Pseudo-Aristoteles-Zitat.
Dieser Aphorismus ist  in verschiedenen Versionen seit dem 19. Jahrhundert in englischsprachiger Literatur verbreitet und wird erst im 21. Jahrhundert Aristoteles unterschoben.  

Wahrscheinlich wurde der Aphorismus 1859 von der 19jährigen Spiritualistin Cora L. V. Hatch   geprägt (Quote Investigator, Link).

In den Werken von Aristoteles ist der Spruch weder so noch so ähnlich so wenig zu finden wie in seriösen Nachschlagwerken zu Aristoteles.

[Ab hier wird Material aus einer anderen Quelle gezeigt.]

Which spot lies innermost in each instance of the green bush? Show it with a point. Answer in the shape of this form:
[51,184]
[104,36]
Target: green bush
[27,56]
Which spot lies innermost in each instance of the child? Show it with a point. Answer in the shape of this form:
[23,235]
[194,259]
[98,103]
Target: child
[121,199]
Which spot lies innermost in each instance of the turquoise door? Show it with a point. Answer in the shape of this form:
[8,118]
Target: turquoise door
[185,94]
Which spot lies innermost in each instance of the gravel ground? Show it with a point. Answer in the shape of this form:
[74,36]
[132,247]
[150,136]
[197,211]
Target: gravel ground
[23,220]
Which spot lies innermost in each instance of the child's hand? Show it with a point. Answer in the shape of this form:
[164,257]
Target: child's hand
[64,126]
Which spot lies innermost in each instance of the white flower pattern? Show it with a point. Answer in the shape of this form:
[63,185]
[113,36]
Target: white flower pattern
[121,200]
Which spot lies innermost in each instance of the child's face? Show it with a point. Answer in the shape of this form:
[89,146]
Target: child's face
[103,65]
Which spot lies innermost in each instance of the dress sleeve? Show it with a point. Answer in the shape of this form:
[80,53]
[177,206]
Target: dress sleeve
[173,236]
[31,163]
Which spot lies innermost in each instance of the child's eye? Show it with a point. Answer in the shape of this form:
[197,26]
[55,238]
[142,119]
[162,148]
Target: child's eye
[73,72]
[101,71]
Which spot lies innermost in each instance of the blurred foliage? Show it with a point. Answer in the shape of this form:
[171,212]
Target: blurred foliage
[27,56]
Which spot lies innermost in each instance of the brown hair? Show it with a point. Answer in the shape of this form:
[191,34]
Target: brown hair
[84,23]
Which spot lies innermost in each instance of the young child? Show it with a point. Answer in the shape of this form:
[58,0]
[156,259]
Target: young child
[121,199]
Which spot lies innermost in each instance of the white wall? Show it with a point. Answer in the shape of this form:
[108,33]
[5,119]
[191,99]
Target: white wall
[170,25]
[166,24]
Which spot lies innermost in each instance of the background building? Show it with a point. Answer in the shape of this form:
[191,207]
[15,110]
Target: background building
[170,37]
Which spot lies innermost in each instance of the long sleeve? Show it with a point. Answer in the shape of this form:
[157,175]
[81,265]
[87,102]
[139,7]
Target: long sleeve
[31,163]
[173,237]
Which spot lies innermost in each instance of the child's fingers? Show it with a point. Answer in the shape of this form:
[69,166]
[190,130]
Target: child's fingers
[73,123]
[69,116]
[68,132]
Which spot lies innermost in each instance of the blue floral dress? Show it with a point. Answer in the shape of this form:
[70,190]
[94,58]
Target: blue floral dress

Der "Wind" kommt seit biblischen und klassischen Zeiten metaphorisch in vielen Redensarten und Sprichwörtern vor, in der Kunstgeschichte symbolisiert er in der Renaissance im Zusammenhang mit aufgeblähten Segeln und dem Steuermann das Schicksal.

Walter Benjamin:
  • "Für den Dialektiker kommt es darauf an, den Wind der Weltgeschichte in den Segeln zu haben. Denken heißt bei ihm: Segel setzen. Wie sie gesetzt werden (-) das ist wichtig. Worte sind seine Segel. Wie sie gesetzt werden, das macht sie zum Begriff."
    Walter Benjamin, Das Passagen-Werk (Link)

Paul Tillich:
  • "In der Symbolik der Renaissancekunst wird das Schicksal durch den Wind dargestellt, der die Segel eines Schiffes aufbläst, während der Mensch am Steuer steht und die beabsichtigte Richtung soweit wie möglich einzuhalten sucht."
    Paul Tillich, Der Mut zum Sein (Link)
1859, Cora L. V. Hatch :
  • "You could not prevent a thunderstorm, but you could use the electricity; you could not direct the wind, but you could trim your sail so as to propel your vessel as you pleased, no matter which way the wind blew."
    Cora L. V. Hatch, 1859, Quote Investigator (Link)

Varianten:
  •  "As someone has said: we cannot direct the wind but we can adjust the sails."
  • "Like Mahatma Ghandi, 'we can't change the wind but we can adjust the sail'."
2010
  • Wir können dem Wind keine Befehle erteilen, aber wir können unsere Segel neu setzen und die Richtung ändern.  (anonym)
  • Sie können den Wind nicht ändern, aber Sie können versuchen, die Segel anders zu setzen.  (Deutsche Bootsweisheit) (Link)
  • "Wir können den Wind nicht ändern, aber die Segel anders setzen." Aristoteles  (Link)
2012
  • "Man kann den Wind nicht ändern, aber die Segel neu setzen."
2013
  • "Man kann den Wind nicht ändern, aber die Segel richtig setzen. (Quelle unbekannt)" (Link) 
  • "Wir können den Wind nicht lenken, aber wir können die Segel anpassen. Dolly Parton. "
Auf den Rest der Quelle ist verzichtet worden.